It has been said that there are three kinds of lies: lies, damned lies, and statistics. The quote is often attributed to Mark Twain, but in fact he was quoting British Prime Minister Benjamin Disraeli. “Figures often beguile me,” wrote Twain, “particularly when I have the arranging of them myself; in which case the remark attributed to Disraeli would often apply with justice and force.”
Twain did more than merely popularize Disraeli’s remark; he admitted that he himself was often “beguiled” by figures. Twain was nobody’s fool; for him to admit that even as keen an intellect as his own could be so beguiled, is a testament to statistics’ bewitching power over the mind.
What gives statistics such power to beguile? One reason is the simple fact that the results are couched in the language of numbers, and numbers have an exactness which other languages can rarely equal; already the listener/reader has the impression of a degree of precision which, for the quoted statistics, may be only an illusion. Another is that statistics are usually rooted in actual measurements, which have far more persuasive power than general impressions (which is as it should be). Furthermore, the statistics often represent the result of some numerical analysis, one which the reader is unable to reproduce, and which has an air of sophistication and insight by virtue of its mysterious complexity. Few lay readers are likely to argue with a statement like “The data are well approximated as a superimposition of a linear trend and ARMA(1,1) noise.” Few lay readers have any idea what ARMA(1,1) noise is, few really understand all the implications of the phrase “linear trend,” and for most, the real meaning of “well approximated” is a mystery.

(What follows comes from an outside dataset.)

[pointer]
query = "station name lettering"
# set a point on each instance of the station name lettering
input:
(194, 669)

There are many ways in which even an honest researcher can arrive at misleading statistics; this is a complex branch of mathematics, with many subtleties and lots of surprises. But in the vast majority of cases competent analysts arrive at valid results; misleading statistics are the result of deliberate effort. For example: “Four out of five dentists recommend Super-Duper-brand toothpaste!” What you’re not told is that the advertiser polled over 1,200 groups of five dentists before finding one with four of them recommending Super-Duper brand.

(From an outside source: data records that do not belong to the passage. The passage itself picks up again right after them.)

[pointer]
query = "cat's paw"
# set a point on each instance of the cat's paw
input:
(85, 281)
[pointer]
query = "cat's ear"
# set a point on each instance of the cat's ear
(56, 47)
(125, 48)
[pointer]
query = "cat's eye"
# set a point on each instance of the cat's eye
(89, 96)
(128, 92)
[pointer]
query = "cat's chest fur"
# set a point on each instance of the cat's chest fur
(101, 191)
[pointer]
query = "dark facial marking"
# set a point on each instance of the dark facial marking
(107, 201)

Even if only one group of five dentists is surveyed, and four of them recommend Super-Duper brand, you’re not told that with a sample of only 5 dentists, the uncertainty in our estimate of the “recommendation rate” is very high so high that we can’t be sure whether the rate is greater or less than 50%. Unless you survey every practicing dentist in the world, any estimate of the recommendation rate is only that: an estimate, and there’s uncertainty attached to it. In scientific publications, the statistical uncertainty associated with an estimate is almost always given without it, the results are considered far less credible. But in communication with the general public, the uncertainty is almost never given. Most readers wouldn’t know what to do with it anyway, and it’s considered unnecessary to make one’s point.

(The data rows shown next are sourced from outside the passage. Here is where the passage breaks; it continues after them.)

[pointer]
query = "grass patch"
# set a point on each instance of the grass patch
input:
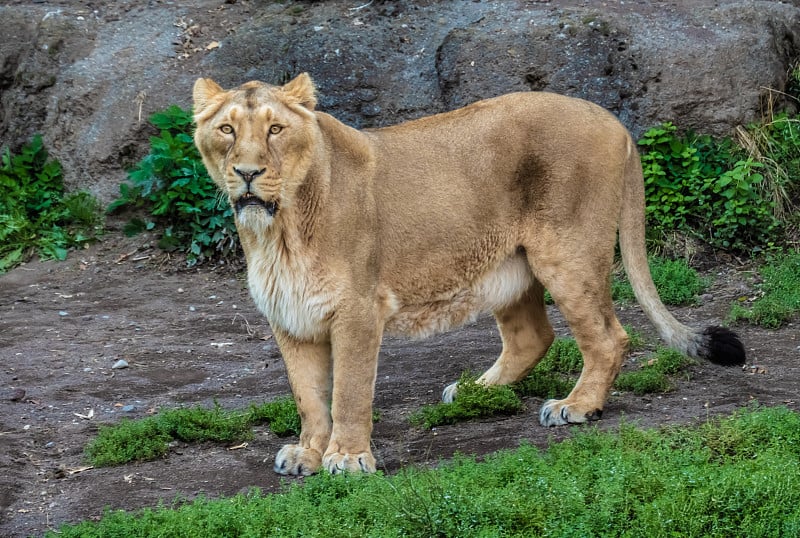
(474, 401)
(780, 299)
(735, 476)
(149, 438)
(676, 282)
(553, 377)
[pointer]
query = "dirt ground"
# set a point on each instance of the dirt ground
(193, 336)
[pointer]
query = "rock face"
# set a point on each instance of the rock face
(88, 80)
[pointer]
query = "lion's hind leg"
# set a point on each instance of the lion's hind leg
(527, 335)
(584, 298)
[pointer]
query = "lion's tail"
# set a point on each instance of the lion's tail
(717, 344)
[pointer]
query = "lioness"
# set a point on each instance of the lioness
(420, 227)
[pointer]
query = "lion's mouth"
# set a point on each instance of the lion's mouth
(250, 199)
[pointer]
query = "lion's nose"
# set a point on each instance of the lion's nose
(248, 174)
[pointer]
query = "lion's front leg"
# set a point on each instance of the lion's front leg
(355, 337)
(309, 368)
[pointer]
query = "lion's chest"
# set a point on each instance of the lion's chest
(288, 292)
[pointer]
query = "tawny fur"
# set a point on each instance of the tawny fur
(420, 227)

Another common method to generate misleading statistics, especially applicable to surveys, is to ask leading questions. Suppose a funding initiative is proposed for the local school system involving a new tax, and the initiative is placed on the ballot. One group might conduct a survey asking, “Do you support our children’s future by providing higher quality education through initiative 17?” Of course you do! Almost nobody opposes supporting our children’s future by providing higher quality education. But another group asks, “Do you support the creation of a new government bureaucracy funded by yet more taxes through initiative 17?” Of course not! Each group will get a “statistical” result which supports their own agenda; the questions are designed to do exactly that. Designing truly objective questions which don’t bias the result is an extremely difficult task which professional polling organizations have to expend tremendous effort to accomplish. The results of statistical analysis can’t be better than the data which feed it, and getting good quality data takes a lot of work and great care.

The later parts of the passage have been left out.